Differential Regulation of Eosinophil Adhesion and Transmigration by Pulmonary Microvascular Endothelial Cells

Abstract

In bronchial asthma, eosinophils (EOS) adhere to, and migrate across, the lung microvasculature to exert their effector functions in the airways. This study was conducted to determine the effect of cytokines on adhesion molecule expression on human pulmonary microvascular endothelial cells (HPMEC) and the influence of these molecules on EOS adhesion and transmigration in vitro. Unlike ICAM-1 expression (>80% positive cytokine-treated HPMEC by flow cytometry), VCAM-1 expression varied with the cytokine(s) pretreatment; the order of potency was: TNF-alpha + IL-4 (82.2 +/- 4.2% positive cells) > TNF-alpha (41.8 +/- 5.1%) > IL-1beta (20.8 +/- 4.7%). IL-4 alone had no effect on either ICAM-1 or VCAM-1 expression. EOS adhesion to cytokine-treated HPMEC followed the same order as that observed for VCAM-1 expression.

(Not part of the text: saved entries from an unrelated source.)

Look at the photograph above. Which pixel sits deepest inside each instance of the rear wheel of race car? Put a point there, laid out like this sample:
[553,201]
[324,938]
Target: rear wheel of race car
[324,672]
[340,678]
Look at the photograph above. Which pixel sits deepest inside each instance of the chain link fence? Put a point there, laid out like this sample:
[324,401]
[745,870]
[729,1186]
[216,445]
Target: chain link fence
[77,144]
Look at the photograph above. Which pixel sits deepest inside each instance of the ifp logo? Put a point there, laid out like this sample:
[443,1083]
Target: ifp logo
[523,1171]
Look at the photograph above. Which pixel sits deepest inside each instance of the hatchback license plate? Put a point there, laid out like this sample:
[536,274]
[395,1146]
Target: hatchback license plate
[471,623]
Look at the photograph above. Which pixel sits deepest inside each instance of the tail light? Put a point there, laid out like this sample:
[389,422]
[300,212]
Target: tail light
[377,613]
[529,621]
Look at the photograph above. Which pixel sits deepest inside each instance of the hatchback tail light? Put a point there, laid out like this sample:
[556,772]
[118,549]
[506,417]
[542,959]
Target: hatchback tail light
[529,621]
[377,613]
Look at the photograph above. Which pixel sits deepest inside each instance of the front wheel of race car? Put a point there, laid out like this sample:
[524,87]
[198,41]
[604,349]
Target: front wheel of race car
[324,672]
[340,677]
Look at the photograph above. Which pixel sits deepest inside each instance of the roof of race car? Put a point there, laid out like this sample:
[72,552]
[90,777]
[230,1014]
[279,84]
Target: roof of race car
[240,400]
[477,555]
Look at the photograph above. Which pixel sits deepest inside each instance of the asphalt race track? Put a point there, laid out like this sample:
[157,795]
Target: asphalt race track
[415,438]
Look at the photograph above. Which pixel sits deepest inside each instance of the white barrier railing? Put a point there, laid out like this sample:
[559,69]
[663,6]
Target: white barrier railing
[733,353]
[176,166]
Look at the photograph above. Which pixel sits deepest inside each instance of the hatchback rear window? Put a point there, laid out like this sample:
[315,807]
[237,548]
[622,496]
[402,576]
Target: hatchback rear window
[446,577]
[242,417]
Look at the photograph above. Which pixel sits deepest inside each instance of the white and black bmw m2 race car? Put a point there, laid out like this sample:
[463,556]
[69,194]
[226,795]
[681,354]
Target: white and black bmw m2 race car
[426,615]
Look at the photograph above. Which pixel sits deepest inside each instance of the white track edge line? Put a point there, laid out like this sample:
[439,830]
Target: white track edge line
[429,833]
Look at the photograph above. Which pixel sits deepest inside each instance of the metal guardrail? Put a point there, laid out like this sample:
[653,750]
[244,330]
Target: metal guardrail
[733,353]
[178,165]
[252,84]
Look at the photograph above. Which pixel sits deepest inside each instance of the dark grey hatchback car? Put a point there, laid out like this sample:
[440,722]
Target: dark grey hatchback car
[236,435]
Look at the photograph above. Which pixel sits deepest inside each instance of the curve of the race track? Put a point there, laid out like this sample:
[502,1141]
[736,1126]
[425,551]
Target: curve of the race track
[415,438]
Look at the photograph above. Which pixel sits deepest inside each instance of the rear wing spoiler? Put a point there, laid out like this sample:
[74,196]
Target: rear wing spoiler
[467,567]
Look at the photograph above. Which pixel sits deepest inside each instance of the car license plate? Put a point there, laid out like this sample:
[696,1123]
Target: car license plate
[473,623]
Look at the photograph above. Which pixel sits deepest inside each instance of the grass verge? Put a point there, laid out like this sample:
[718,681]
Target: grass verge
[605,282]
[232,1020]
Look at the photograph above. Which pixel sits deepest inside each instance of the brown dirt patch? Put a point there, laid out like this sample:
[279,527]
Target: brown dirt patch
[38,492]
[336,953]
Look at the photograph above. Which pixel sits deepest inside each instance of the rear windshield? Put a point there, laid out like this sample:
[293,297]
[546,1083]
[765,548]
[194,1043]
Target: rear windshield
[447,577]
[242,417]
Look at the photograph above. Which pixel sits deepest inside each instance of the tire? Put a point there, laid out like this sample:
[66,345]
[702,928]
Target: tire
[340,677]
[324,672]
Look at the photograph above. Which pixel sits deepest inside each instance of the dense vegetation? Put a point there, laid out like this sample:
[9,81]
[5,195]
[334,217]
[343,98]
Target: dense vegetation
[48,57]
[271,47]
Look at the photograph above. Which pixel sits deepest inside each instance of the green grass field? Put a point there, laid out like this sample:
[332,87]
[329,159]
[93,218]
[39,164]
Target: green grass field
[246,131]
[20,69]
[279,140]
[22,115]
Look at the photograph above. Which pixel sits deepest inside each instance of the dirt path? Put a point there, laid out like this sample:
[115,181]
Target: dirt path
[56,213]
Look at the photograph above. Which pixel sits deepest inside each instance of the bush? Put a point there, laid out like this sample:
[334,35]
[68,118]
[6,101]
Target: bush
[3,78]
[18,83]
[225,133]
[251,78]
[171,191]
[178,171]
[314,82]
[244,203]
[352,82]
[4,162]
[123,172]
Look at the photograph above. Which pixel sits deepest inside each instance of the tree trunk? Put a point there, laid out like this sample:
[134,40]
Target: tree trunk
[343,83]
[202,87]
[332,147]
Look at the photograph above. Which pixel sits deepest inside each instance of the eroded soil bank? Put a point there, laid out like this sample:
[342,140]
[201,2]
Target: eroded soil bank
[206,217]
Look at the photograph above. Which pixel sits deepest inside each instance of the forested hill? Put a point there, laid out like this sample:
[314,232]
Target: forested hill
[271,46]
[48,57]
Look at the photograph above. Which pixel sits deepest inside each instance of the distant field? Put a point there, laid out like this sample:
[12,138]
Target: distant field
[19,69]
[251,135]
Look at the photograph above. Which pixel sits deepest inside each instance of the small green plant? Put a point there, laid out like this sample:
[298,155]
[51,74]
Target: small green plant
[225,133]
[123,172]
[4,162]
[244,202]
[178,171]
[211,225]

Interestingly, EOS migration across cytokine-treated HPMEC varied inversely with VCAM-1 expression on, and EOS adhesion to, HPMEC; IL-1beta (21.2 +/- 1.4% migration) > TNF-alpha (12.6 +/- 2.6%) > TNF-alpha + IL-4 (9.1 +/- 2.0%). EOS adhesion was greatest with TNF-alpha + IL-4-treated HPMEC, was dependent on VCAM-1, and inhibited with anti-alpha4 integrin mAb (67.7 +/- 7.5% inhibition, p < 0.0005). In contrast, the highest EOS migration occurred across IL-1beta-treated HPMEC and was inhibited by anti-beta2 integrin mAb (40.4 +/- 2.5% inhibition, p < 0.005). Viable HPMEC were required for EOS migration but not adhesion. Our results suggest that EOS adhesion and transmigration are differentially regulated by VCAM-1 and ICAM-1 expression and the interaction of these adhesion proteins with their respective counterligands, i.e., alpha4 and beta2 integrins on EOS.